Mesela kendi doğal floral yapılarını korumak için 2025’e kadar çam ağaçlarını
kesip onun yerine kendi bitkilerini ekeceklermiş.
**Mount Nelson hotel : Şehrin en şık otellerinden. Eğer havalı bir çay
saati yaşamak istiyorsanız gidilmesi gereken yer.
**Merkezde şehrin deniz kısmının büyük bir kısmı deniz doldurularak elde
edilmiş. Şu anda şehrin içinde kalan Strand street eskiden deniz kenarıymış.
**Havası: Değişken.
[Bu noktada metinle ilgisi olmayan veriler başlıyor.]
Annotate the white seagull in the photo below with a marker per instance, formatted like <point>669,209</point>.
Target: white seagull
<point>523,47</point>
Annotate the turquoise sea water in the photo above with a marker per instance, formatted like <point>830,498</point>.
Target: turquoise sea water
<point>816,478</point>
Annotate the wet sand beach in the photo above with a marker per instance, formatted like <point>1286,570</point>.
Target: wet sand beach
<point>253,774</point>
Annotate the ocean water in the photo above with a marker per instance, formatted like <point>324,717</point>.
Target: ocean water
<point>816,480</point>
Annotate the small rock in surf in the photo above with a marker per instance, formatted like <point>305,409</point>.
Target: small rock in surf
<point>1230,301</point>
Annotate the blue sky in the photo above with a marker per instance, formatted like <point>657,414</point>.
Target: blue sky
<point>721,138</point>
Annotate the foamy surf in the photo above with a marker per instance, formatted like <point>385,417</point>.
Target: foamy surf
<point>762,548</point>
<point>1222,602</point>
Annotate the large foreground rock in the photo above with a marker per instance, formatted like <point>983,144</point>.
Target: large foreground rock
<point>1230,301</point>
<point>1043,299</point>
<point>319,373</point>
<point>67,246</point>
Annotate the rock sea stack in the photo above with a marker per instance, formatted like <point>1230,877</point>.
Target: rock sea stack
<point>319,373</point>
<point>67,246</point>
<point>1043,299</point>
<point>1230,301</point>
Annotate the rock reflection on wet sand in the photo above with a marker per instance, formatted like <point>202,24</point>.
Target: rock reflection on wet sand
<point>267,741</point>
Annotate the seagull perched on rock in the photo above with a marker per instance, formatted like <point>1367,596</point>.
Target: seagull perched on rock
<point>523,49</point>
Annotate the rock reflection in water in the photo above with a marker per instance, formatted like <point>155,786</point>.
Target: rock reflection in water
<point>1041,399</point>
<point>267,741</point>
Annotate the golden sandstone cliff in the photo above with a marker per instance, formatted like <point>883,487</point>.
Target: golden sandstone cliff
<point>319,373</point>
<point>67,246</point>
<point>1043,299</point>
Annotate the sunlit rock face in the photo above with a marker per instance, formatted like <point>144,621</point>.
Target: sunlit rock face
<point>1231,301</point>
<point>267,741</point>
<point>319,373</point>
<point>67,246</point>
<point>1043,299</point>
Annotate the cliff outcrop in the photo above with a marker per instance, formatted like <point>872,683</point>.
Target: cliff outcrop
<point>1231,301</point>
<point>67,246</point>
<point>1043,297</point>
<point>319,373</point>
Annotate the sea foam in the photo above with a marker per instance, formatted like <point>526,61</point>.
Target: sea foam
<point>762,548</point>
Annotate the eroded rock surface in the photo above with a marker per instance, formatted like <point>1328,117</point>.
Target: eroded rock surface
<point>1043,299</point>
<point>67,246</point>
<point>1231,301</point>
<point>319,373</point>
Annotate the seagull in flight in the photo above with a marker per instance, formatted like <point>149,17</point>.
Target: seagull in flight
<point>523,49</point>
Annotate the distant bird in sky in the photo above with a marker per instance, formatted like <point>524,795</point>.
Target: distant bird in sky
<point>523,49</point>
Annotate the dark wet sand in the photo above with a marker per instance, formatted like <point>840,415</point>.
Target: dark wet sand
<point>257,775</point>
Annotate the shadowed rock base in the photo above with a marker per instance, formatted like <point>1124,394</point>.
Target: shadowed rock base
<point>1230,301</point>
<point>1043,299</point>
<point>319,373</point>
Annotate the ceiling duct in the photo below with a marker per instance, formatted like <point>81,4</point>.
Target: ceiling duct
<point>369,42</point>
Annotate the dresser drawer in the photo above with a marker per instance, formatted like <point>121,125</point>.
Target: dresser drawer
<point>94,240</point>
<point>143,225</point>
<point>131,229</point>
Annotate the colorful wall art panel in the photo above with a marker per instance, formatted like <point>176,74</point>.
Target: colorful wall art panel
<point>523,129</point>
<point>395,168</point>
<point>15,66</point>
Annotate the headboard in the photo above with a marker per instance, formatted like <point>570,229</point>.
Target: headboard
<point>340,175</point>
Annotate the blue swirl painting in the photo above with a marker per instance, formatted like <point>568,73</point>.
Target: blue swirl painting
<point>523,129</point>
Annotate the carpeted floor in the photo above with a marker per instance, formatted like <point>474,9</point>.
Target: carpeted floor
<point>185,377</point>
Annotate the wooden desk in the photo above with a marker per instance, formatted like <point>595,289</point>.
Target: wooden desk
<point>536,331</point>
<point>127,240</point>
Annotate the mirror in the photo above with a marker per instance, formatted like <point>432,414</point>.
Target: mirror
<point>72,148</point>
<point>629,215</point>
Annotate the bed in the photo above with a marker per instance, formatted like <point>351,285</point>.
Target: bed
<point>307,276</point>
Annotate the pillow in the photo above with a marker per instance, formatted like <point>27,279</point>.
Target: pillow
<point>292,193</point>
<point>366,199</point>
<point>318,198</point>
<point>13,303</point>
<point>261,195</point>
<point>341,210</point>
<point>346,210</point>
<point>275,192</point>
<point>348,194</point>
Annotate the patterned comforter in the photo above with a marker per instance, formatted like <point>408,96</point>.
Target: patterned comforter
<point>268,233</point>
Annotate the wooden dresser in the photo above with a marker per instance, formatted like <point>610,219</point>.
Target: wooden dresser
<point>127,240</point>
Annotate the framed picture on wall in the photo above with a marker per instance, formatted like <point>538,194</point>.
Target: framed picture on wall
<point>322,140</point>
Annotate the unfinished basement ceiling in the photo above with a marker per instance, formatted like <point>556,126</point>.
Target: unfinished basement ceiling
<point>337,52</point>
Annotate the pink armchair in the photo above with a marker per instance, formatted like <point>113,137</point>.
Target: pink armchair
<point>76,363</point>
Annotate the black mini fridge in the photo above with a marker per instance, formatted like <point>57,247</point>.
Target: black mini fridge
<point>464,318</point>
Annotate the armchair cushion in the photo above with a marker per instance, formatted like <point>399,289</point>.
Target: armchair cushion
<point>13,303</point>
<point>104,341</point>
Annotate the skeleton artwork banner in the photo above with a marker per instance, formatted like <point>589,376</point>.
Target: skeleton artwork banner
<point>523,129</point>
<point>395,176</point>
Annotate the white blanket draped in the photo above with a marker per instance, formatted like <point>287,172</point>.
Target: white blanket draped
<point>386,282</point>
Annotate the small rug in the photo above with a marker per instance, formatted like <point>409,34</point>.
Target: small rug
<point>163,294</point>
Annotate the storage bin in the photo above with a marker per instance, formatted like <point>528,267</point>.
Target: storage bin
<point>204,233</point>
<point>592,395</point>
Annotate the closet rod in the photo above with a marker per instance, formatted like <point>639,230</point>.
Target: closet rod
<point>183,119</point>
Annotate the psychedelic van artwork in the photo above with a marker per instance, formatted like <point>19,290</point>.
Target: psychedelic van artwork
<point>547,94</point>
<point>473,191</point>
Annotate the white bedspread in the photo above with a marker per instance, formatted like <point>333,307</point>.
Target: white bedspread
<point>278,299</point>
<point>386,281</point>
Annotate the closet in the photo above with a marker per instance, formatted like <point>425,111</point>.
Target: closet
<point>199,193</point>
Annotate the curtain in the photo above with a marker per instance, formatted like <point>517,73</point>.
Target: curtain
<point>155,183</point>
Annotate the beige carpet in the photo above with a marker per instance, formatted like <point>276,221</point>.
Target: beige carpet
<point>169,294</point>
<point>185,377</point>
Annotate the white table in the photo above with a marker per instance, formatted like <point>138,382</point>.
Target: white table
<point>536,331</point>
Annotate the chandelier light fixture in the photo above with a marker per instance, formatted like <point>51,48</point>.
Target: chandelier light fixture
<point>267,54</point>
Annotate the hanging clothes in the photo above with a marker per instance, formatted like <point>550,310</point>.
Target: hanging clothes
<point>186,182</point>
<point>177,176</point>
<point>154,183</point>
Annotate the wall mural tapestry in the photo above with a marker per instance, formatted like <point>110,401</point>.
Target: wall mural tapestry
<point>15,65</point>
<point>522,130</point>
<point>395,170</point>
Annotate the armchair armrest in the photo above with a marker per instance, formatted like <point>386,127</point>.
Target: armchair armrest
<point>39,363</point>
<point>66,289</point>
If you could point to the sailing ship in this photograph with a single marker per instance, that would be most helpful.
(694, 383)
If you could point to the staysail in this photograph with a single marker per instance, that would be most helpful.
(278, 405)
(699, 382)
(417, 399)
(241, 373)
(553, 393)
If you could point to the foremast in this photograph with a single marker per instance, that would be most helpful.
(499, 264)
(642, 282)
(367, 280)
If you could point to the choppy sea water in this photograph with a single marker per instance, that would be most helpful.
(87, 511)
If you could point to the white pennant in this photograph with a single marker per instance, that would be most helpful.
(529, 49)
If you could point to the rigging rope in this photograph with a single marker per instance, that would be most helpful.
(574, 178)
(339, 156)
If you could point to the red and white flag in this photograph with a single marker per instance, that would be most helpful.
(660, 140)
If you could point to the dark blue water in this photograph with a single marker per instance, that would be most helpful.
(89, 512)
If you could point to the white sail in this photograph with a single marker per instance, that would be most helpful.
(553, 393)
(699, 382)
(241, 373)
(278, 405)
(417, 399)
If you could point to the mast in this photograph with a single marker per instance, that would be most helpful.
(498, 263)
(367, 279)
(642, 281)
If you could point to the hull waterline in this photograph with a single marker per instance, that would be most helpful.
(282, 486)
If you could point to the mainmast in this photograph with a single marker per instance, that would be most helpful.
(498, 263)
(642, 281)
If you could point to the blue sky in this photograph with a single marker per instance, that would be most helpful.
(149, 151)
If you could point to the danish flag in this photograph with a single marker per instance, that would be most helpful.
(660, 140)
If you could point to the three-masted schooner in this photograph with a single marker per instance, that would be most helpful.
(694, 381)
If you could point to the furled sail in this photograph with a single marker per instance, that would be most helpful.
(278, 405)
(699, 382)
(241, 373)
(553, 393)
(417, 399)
Dağın bir tarafı
güneşli iken diğer tarafında fırtına olabiliyormuş... Havayı hiç küçümsemeyin
güvenmeyin diyorlar. Günlük güneşlikken
bir anda fırtına çıkıp her tarafı uçurabilirmiş.
** Oradayken arkadaşlarımın kütüphanesinden bir kitap seçtim. Herman
Charles Bosman’ın hikâye kitabı. Meğer Güney Afrika’nın en meşhur hikâye
yazarıymış. Hikâyeleri genelde gerçek hayattan veya kendi hayatından. Ülkenin
kültürünü birazcık daha anlayabilmeme çok faydası oldu.
DAHA DAHA...
Capetown benim yukarıda anlattıklarımın dışında herkesin keyfine göre çok
farklı seçenekler sunan bir şehir. Mesela Capetown’un etrafında gezilebilecek
yedi tane doğal yaşam parkı var:
Addo Elephant National Park - Agulhas National Park- De Hoop Nature Reserve
-Garden Route National Park - Goukamma Nature Reserve - Robberg Marine and
Nature Reserve - Table Mountain National Park.
Bu parklarda sandboarding yapmak – kum kayağı- , balinaları seyretmek,
kafes ile köpek balıklarının olduğu yere dalmak, filleri ve zebraları görmek,
dalış yapmak adrenalin sporları yapmak mümkün.